Vacancy rate rises in commercial real estate market in Northwest Arkansas, office vacancy falls

by Jeff Della Rosa (JDellaRosa@nwabj.com) 598 views 

The vacancy rate for the commercial real estate market in Northwest Arkansas rose 10 basis points to 10.9% in the second half of 2018, from the first half, as the vacancy rate for the office subset of the market fell 70 basis points to 8.4%, the lowest level since 2004, according to a new report.

Fayetteville chartered-Arvest Bank on Tuesday (March 26) released its biannual Skyline Report on the market for the second half of 2018. The bank also releases biannual Skyline Reports on single-family residential and multifamily housing. The reports are completed by the Center for Business and Economic Research (CBER) in the Sam M. Walton College of Business at the University of Arkansas.

The vacancy rate for office space declined to the lowest level since the inception of the Skyline Report, while building permit values for the market rose to a record high in 2018. Commercial building permit values rose to $359.904 million in 2018, from the previous high of $350.740 million in 2005, and this indicates the pace of commercial real estate development and construction is expected to remain strong in the short-term, the report shows. The market added 136,394 square feet of office space, and 201,456 square feet of office space was absorbed, leading to the decline in the vacancy rate for office space. The retail and warehouse subsets of the market had negative net absorption of 79,422 square feet and 172,653 square feet, respectively, and this contributed to the slight rise in overall vacancy rates in the market.

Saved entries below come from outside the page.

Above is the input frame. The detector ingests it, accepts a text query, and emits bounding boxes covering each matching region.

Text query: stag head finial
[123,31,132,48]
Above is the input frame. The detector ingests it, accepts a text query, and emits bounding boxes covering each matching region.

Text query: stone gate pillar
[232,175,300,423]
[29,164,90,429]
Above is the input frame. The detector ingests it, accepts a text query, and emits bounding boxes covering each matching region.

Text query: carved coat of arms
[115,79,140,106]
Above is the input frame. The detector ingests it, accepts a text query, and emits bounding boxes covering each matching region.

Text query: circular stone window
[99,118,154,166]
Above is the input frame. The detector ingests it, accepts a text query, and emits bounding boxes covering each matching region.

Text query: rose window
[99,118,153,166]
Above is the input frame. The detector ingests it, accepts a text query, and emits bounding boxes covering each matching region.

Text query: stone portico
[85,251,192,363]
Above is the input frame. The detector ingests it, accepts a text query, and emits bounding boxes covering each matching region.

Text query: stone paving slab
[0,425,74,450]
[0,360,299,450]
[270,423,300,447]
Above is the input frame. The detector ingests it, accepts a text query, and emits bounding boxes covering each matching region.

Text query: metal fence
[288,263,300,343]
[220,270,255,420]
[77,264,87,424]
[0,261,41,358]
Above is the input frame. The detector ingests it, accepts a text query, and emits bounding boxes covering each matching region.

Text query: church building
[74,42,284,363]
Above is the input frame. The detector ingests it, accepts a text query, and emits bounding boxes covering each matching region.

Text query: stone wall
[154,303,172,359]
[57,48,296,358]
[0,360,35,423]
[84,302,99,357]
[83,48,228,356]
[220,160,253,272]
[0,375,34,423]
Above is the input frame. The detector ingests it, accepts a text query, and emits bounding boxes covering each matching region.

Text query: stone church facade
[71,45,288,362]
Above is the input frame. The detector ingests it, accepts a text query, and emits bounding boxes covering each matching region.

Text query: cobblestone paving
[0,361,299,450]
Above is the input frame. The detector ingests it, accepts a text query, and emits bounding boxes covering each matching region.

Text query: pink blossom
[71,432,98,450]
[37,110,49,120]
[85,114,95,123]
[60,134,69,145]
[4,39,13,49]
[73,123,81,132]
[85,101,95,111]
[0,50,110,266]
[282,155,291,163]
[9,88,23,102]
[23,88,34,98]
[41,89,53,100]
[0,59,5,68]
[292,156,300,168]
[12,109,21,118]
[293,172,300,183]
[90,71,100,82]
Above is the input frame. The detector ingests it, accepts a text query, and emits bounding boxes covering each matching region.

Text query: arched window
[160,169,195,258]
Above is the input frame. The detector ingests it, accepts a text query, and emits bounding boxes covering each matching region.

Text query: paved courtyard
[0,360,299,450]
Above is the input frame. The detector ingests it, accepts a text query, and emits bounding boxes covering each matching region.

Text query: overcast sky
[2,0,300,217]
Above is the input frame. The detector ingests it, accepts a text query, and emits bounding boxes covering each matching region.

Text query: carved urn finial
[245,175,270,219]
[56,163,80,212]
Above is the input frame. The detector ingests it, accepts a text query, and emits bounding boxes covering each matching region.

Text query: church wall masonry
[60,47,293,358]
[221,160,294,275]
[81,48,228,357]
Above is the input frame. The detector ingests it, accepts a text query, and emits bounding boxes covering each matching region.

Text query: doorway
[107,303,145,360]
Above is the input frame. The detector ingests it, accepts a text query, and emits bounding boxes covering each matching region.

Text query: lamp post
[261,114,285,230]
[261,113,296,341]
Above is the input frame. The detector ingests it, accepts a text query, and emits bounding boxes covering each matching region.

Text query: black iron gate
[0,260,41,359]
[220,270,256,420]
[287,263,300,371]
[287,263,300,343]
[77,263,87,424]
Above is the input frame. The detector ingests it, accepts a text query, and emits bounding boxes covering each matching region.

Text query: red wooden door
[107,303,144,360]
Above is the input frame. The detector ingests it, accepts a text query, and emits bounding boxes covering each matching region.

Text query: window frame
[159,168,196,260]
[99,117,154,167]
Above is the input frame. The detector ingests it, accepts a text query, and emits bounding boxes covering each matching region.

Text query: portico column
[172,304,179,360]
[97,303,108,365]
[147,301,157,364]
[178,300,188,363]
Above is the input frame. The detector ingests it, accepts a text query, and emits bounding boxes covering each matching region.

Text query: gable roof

“The office submarket in Northwest Arkansas has demonstrated over the past few years the ability to absorb new space coming online with relative ease,” CBER Director Mervin Jebaraj said. “We are, however, seeing the pace of development in the warehouse submarket get ahead of the market’s immediate demand, or need, for warehouse space. In the long run, we believe that the growth of online shopping, which requires warehouse space, will eventually increase the pace of demand for leasable warehouse space.”

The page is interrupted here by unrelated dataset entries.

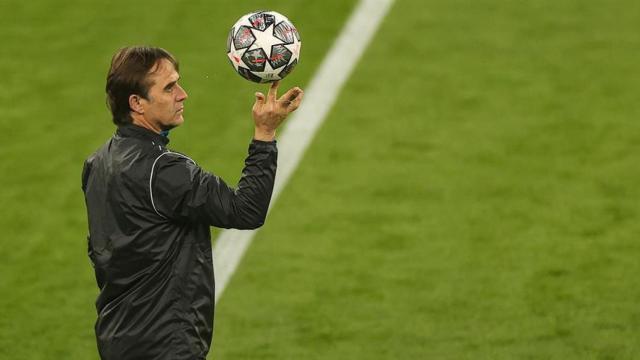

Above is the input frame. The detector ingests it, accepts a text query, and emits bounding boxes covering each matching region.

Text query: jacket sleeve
[150,140,277,229]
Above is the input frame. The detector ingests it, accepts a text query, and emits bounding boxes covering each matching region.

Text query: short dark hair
[105,46,179,125]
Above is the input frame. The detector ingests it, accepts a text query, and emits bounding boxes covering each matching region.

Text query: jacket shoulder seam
[149,151,197,219]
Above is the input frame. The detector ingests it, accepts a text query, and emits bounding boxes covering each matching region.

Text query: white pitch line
[213,0,395,304]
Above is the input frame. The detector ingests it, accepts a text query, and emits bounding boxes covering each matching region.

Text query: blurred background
[0,0,639,359]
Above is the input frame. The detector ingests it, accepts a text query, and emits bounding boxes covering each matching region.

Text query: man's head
[106,46,188,132]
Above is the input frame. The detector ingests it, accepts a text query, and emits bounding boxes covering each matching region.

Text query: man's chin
[162,117,184,131]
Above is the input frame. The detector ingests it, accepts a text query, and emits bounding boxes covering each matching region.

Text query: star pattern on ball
[227,11,302,83]
[227,31,250,72]
[250,60,278,82]
[249,23,280,59]
[284,40,301,66]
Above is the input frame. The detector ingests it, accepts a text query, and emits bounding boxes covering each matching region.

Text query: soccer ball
[227,10,301,83]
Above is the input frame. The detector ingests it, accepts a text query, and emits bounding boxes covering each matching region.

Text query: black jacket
[81,124,277,359]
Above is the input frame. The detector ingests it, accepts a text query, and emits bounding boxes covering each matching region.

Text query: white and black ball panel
[227,10,301,83]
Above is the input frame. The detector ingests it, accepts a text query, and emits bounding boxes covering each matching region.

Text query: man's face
[141,59,188,130]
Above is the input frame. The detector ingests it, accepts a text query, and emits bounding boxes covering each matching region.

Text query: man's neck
[131,116,162,134]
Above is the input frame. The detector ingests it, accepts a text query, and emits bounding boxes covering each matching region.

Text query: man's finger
[282,87,302,102]
[267,81,280,103]
[288,90,304,111]
[279,87,302,107]
[254,92,265,106]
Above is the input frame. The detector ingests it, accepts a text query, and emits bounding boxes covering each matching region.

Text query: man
[81,46,303,359]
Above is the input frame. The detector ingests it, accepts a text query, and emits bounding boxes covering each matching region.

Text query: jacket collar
[116,124,170,146]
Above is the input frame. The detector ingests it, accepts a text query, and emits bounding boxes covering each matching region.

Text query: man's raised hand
[252,81,304,141]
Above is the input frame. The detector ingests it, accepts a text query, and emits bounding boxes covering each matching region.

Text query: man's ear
[129,94,144,114]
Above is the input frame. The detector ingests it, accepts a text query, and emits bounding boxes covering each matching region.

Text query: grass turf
[0,0,639,359]
[0,0,355,358]
[212,0,640,359]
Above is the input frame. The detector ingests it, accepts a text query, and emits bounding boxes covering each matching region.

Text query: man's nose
[177,84,188,101]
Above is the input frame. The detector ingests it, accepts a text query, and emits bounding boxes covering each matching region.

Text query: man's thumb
[254,92,265,105]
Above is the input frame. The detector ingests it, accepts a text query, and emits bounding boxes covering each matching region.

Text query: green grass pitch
[0,0,639,359]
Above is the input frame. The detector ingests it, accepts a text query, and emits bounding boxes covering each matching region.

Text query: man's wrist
[254,128,276,142]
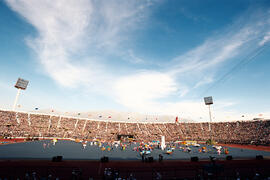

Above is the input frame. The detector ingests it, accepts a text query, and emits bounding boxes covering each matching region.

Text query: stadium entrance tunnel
[117,134,134,141]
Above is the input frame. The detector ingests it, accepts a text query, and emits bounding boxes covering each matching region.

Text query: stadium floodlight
[13,78,29,111]
[204,96,213,140]
[204,96,213,105]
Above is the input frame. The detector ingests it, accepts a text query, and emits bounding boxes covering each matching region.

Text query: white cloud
[170,27,257,76]
[111,8,270,120]
[5,1,270,121]
[6,0,93,87]
[90,1,153,49]
[259,32,270,46]
[126,49,145,64]
[194,76,214,88]
[166,10,270,99]
[113,72,178,110]
[5,0,153,88]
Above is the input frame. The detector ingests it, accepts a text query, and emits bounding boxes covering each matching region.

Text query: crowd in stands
[1,164,270,180]
[0,110,269,145]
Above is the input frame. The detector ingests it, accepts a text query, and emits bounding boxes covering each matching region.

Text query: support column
[13,89,21,111]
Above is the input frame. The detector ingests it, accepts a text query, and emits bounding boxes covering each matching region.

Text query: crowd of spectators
[0,110,269,145]
[1,164,270,180]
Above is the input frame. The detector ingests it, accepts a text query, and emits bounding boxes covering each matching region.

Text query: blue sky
[1,0,270,121]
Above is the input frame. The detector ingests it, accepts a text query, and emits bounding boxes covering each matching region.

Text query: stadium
[0,108,270,179]
[1,0,270,179]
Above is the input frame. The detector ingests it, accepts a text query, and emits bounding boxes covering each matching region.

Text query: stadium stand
[0,110,269,145]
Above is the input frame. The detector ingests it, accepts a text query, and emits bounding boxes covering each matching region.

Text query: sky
[1,0,270,122]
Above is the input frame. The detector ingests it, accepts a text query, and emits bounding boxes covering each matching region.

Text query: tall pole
[13,78,29,111]
[208,105,212,140]
[13,88,21,111]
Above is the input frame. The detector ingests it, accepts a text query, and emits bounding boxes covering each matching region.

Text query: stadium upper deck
[0,110,269,145]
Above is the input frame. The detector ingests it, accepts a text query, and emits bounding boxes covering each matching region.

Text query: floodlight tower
[204,96,213,140]
[13,78,29,111]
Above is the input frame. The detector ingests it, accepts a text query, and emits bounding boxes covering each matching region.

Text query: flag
[175,116,178,123]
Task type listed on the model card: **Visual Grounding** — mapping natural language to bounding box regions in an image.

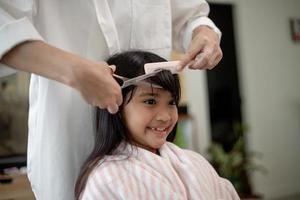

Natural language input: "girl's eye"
[144,99,156,105]
[169,99,177,105]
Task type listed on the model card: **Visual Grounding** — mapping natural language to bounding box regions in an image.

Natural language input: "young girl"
[75,51,240,200]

The strong demand for office space is a sign of the strength in the business community in general, Jebaraj said. The demand is also a result of Bentonville-based retailer Walmart expanding its office space, and as a result, its suppliers are also expanding into new offices.

“Since Walmart’s building swanky new headquarters, the supplier community also wants swankier office space to attract younger workers,” Jebaraj said. “When you think about the types of office space available, say in the tech sector, you’re competing with that in terms of trying to get the best employees that are younger. And so Walmart for that reason is upgrading their headquarters, and a lot of the supplier community’s doing the same.”

This class A office space starting to be developed here offers nicer offices, common areas, food on site and other amenities unique to the area and other parts of the country, he said. Demand for office space is expected to continue in the short term.

When asked whether the warehouse submarket has been overbuilt, Jebaraj said it’s not, but it’s volatile because warehouse tends to comprise larger spaces, and when one space goes from occupied to vacant, it can lead to large swings in the vacancy rate. As for the retail vacancy rate, he said the rise is on trend as the demand in the submarket rises for class A space and falls for class B and C. The majority of retail includes services, and those often move into the class A space. The class B and C space that’s been geared toward selling goods has not been doing as well as class A.

“To see more than 136,000 square feet of new office space enter the market in the last six months of the year, while at the same time the office vacancy rate is at the lowest point in the past 14 years is evidence that if real estate developers remain focused on the types of projects and the locations in high demand, this market will reward those efforts,” said Levi Price, senior vice president and loan manager with Arvest Bank of Siloam Springs. “Across the entire region, our commercial bankers have been, and will continue to be, very busy working with our development customers to make those type projects a reality.”

When asked about the specific types of projects and the locations in high demand, Karen Gray, vice president/marketing manager for Arvest Bank, explained this includes “those that are strategically planned in the right place to meet a current and near-term need in the market. It could be a medical office building in one area or a class B office building in a different area, but whatever the project is and wherever it is, the best projects are those that meet a specific market need. As the area’s largest commercial lender, we work with our customers to help them plan projects that make sense.”